AI Article Synopsis

  • The COVID-19 pandemic has severely impacted global health, economy, and society, with vaccinations being key to returning to normal.
  • A study compared the immune responses to the BNT162b2 and AZD1222 vaccines, analyzing antibody levels and T-cell responses in nearly 1,200 individuals over time.
  • Results showed that BNT162b2 produced higher antibody levels than AZD1222, but both vaccines effectively generated T-cells and provided sufficient immunity after the first dose, supporting their use for sero-surveillance efforts.

Article Abstract

COVID-19 pandemic has hit people's health, economy, and society worldwide. Great confidence in returning to normality has been placed in the vaccination campaign. The knowledge of individual immune profiles and the time required to achieve immunological protection is crucial to choose the best vaccination strategy.
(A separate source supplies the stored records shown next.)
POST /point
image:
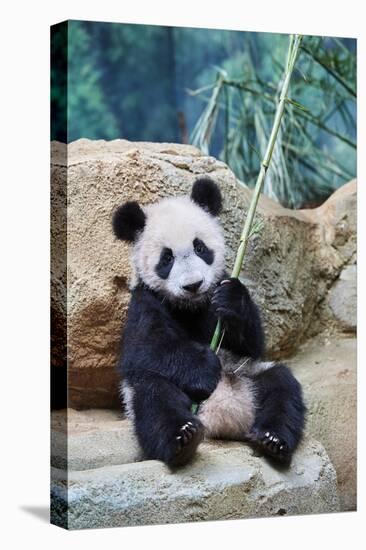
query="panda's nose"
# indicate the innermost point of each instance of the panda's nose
(193, 287)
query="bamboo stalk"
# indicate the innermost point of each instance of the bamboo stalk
(244, 239)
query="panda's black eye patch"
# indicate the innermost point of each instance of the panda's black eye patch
(205, 253)
(165, 264)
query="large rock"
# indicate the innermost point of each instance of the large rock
(225, 481)
(326, 367)
(290, 266)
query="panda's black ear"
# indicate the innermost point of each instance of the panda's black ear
(128, 220)
(206, 193)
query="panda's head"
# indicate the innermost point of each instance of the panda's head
(178, 244)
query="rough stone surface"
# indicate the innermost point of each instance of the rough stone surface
(224, 482)
(94, 438)
(343, 298)
(326, 367)
(290, 266)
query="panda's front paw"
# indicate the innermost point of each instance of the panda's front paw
(229, 299)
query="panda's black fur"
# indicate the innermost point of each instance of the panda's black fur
(166, 363)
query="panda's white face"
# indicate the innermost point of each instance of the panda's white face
(181, 251)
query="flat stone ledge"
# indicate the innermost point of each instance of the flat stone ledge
(225, 481)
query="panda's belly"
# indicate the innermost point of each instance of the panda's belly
(229, 412)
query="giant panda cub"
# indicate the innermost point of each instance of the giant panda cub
(166, 365)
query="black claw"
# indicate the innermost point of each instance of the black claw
(273, 445)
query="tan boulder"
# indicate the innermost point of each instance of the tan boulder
(290, 266)
(326, 367)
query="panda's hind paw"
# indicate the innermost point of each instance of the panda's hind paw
(189, 437)
(274, 446)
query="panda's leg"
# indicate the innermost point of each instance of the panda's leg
(164, 424)
(280, 412)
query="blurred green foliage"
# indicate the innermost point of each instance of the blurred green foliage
(155, 83)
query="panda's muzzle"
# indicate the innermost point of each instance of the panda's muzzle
(193, 287)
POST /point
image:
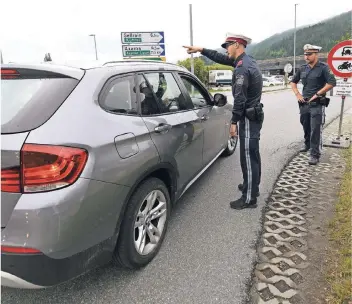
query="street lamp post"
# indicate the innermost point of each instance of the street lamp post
(294, 45)
(95, 45)
(191, 34)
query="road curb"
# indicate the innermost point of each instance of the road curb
(301, 191)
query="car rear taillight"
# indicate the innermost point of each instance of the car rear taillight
(11, 180)
(44, 168)
(9, 74)
(18, 250)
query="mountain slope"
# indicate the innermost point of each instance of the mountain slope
(324, 34)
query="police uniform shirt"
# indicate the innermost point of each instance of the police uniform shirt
(247, 82)
(314, 79)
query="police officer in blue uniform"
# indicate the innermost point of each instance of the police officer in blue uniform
(317, 79)
(247, 113)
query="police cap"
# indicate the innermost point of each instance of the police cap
(232, 38)
(309, 48)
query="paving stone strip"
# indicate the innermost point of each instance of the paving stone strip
(301, 193)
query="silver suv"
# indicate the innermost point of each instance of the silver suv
(93, 160)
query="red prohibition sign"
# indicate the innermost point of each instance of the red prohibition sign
(340, 59)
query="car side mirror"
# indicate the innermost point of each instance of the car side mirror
(220, 100)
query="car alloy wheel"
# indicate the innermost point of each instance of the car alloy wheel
(150, 222)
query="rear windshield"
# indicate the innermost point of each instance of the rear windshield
(28, 102)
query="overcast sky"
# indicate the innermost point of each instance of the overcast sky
(29, 29)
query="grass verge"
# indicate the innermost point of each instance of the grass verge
(339, 274)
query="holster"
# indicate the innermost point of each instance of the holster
(319, 101)
(255, 113)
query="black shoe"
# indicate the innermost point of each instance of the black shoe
(304, 149)
(241, 204)
(240, 187)
(313, 160)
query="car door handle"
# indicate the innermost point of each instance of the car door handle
(162, 128)
(204, 118)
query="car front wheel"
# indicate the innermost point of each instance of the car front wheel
(144, 225)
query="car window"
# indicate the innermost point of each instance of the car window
(121, 96)
(166, 91)
(198, 96)
(29, 100)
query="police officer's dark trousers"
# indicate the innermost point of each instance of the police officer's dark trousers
(312, 118)
(249, 134)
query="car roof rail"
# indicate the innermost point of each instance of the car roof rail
(142, 60)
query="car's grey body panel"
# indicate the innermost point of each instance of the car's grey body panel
(122, 151)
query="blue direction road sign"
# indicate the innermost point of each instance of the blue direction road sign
(142, 37)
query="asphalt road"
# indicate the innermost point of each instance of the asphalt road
(209, 250)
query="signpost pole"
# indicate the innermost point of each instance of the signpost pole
(339, 60)
(191, 32)
(339, 135)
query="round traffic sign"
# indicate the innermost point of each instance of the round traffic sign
(288, 68)
(340, 59)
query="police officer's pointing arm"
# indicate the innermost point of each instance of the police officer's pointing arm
(240, 93)
(296, 78)
(218, 57)
(211, 54)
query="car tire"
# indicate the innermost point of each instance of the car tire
(126, 253)
(231, 147)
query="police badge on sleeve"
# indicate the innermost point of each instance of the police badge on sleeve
(239, 80)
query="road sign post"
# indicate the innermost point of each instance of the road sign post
(145, 45)
(340, 62)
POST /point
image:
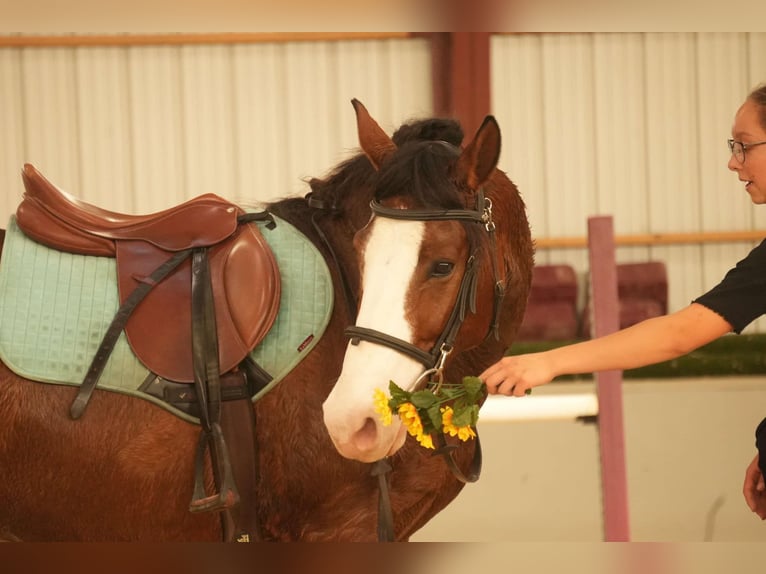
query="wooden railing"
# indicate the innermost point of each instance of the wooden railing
(73, 40)
(649, 239)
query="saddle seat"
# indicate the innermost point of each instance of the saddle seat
(244, 273)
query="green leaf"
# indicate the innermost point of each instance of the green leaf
(424, 399)
(474, 389)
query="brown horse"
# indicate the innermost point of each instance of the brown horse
(124, 471)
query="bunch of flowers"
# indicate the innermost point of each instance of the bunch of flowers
(451, 409)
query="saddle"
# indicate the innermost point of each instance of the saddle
(199, 289)
(243, 270)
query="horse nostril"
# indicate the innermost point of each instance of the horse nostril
(366, 436)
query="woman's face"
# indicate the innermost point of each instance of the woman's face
(747, 129)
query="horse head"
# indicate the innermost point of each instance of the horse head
(432, 277)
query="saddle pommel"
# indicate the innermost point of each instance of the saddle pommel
(57, 219)
(246, 283)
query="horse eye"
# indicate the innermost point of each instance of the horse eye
(442, 268)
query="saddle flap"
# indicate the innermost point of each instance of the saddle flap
(246, 288)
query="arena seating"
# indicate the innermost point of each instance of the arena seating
(552, 309)
(551, 313)
(642, 290)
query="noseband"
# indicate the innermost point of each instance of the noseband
(434, 359)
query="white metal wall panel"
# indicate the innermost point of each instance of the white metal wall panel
(139, 129)
(208, 120)
(157, 133)
(633, 126)
(11, 131)
(673, 168)
(103, 127)
(517, 103)
(50, 114)
(569, 134)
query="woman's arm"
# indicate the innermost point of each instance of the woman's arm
(651, 341)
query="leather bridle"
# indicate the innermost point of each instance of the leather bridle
(435, 359)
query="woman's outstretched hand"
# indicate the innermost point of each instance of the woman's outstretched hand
(514, 375)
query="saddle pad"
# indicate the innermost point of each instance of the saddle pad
(55, 308)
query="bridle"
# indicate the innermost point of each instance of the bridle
(435, 359)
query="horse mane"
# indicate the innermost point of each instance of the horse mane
(357, 172)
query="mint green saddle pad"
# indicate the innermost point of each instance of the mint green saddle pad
(55, 308)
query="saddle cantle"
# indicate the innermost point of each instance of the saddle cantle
(243, 270)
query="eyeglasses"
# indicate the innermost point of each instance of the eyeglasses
(738, 149)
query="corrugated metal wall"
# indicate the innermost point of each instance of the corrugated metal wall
(633, 126)
(141, 128)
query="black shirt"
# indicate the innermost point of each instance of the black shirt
(740, 297)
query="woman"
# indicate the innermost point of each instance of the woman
(735, 302)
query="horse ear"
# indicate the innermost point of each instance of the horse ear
(479, 158)
(373, 140)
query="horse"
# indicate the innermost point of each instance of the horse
(124, 470)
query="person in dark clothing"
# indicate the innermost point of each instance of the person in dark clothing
(734, 303)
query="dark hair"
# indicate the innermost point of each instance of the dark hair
(758, 97)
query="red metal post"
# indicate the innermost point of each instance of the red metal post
(603, 266)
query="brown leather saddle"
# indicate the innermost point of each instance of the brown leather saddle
(199, 288)
(244, 273)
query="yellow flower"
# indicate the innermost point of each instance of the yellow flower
(447, 425)
(382, 408)
(466, 432)
(463, 433)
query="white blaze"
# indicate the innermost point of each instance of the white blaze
(390, 260)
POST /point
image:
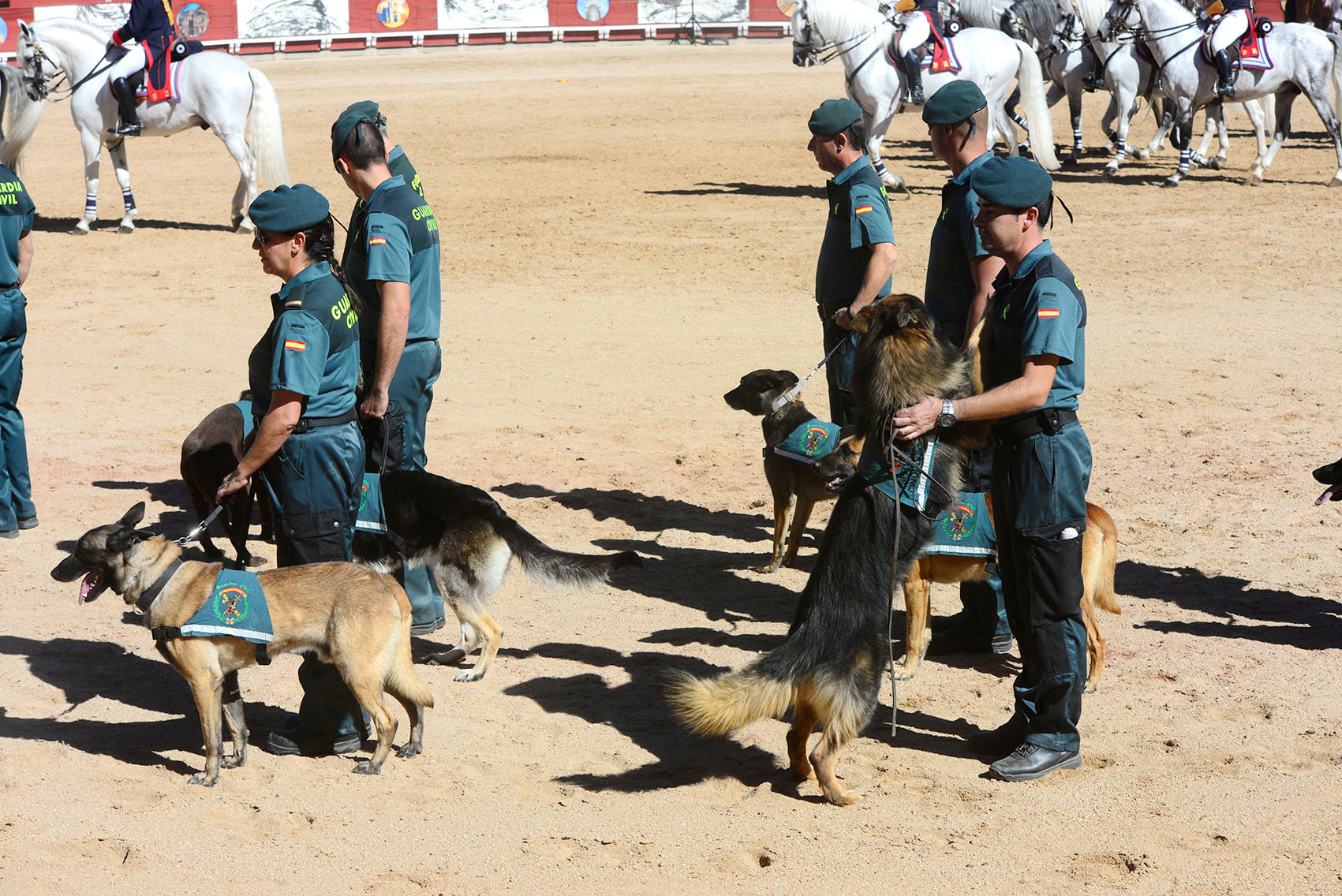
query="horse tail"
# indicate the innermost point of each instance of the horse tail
(22, 114)
(1030, 78)
(264, 136)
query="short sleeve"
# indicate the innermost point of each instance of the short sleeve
(388, 248)
(300, 360)
(871, 216)
(1052, 317)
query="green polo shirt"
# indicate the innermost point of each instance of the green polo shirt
(955, 245)
(859, 218)
(17, 211)
(394, 237)
(310, 346)
(1041, 310)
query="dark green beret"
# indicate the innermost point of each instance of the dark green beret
(287, 210)
(834, 116)
(1011, 181)
(953, 103)
(363, 110)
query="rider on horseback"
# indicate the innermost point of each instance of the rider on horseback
(151, 24)
(1236, 19)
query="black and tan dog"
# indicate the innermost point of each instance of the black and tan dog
(346, 614)
(830, 667)
(796, 484)
(466, 538)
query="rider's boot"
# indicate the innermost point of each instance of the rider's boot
(914, 70)
(1225, 71)
(125, 94)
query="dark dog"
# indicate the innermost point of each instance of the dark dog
(208, 454)
(796, 484)
(830, 667)
(346, 614)
(466, 538)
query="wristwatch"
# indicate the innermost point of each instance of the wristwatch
(947, 419)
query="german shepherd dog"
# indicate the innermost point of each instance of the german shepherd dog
(208, 455)
(830, 667)
(466, 538)
(796, 486)
(346, 614)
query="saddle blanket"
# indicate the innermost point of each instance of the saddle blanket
(809, 442)
(1252, 49)
(235, 608)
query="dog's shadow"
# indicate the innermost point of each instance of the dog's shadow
(89, 670)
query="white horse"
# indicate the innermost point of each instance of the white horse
(861, 35)
(1305, 61)
(218, 91)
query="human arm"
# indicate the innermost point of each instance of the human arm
(286, 408)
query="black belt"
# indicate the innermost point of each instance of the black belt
(1047, 421)
(316, 423)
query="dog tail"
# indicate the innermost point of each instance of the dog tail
(1099, 566)
(722, 704)
(560, 569)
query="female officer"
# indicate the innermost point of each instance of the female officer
(308, 444)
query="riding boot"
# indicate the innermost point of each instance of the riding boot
(1225, 69)
(125, 94)
(914, 70)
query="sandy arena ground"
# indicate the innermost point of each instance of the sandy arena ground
(627, 230)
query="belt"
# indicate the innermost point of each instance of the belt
(316, 423)
(1047, 421)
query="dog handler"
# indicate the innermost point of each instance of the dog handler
(858, 252)
(1041, 465)
(308, 446)
(960, 277)
(392, 258)
(17, 509)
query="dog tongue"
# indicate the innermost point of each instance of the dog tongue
(88, 585)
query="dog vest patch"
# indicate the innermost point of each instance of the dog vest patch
(965, 528)
(237, 608)
(913, 480)
(808, 442)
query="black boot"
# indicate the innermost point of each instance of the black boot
(914, 73)
(125, 94)
(1225, 69)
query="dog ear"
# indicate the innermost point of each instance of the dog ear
(133, 515)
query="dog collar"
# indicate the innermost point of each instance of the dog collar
(152, 593)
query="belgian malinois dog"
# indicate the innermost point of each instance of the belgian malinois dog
(348, 614)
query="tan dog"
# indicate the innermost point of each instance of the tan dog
(1099, 553)
(346, 614)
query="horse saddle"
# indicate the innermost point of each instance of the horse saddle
(1250, 51)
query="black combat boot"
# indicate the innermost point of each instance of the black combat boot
(125, 94)
(914, 73)
(1225, 69)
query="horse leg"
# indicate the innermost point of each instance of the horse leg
(118, 162)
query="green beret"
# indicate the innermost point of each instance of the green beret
(287, 210)
(1011, 181)
(363, 110)
(953, 103)
(834, 116)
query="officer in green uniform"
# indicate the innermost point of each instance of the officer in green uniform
(17, 211)
(858, 252)
(1041, 465)
(392, 258)
(960, 277)
(308, 446)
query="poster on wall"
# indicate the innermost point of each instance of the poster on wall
(291, 17)
(674, 11)
(493, 13)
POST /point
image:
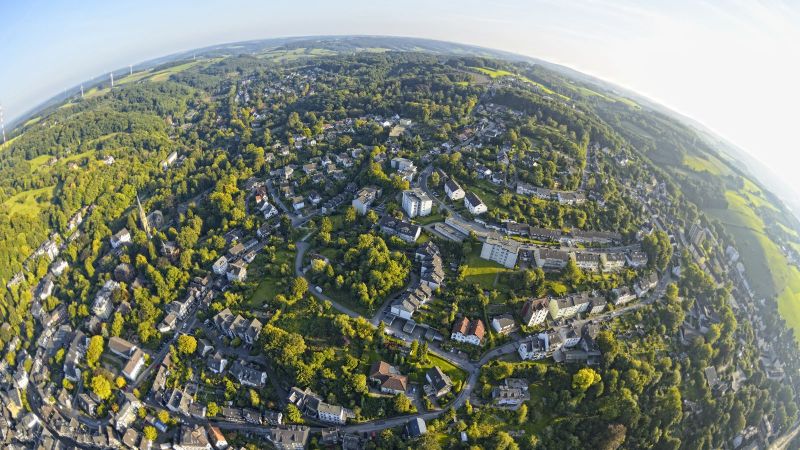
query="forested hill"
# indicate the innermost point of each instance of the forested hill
(203, 140)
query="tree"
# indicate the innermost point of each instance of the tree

We compared anti-S1 antibody levels produced over time by BNT162b2 and AZD1222 vaccines and evaluated the induction of antigen-specific T-cells. A total of 2569 anti-SARS-CoV-2 IgG determination on dried blood spot samples were carried out, firstly in a cohort of 1181 individuals at random time-points, and subsequently, in an independent cohort of 88 vaccinated subjects, up to the seventeenth week from the first dose administration. Spike-specific T-cells were analysed in seronegative subjects between the two doses. AZD1222 induced lower anti-S1 IgG levels as compared to BNT162b2. Moreover, 40% of AZD1222 vaccinated subjects and 3% of BNT162b2 individuals resulted in seronegative during all the time-points, between the two doses. All these subjects developed antigen-specific T cells, already after the first dose. These results suggest that this test represents an excellent tool for a wide sero-surveillance. Both vaccines induce a favourable immune profile guaranteeing efficacy against severe adverse effects of SARS-CoV-2 infection, already after the first dose administration.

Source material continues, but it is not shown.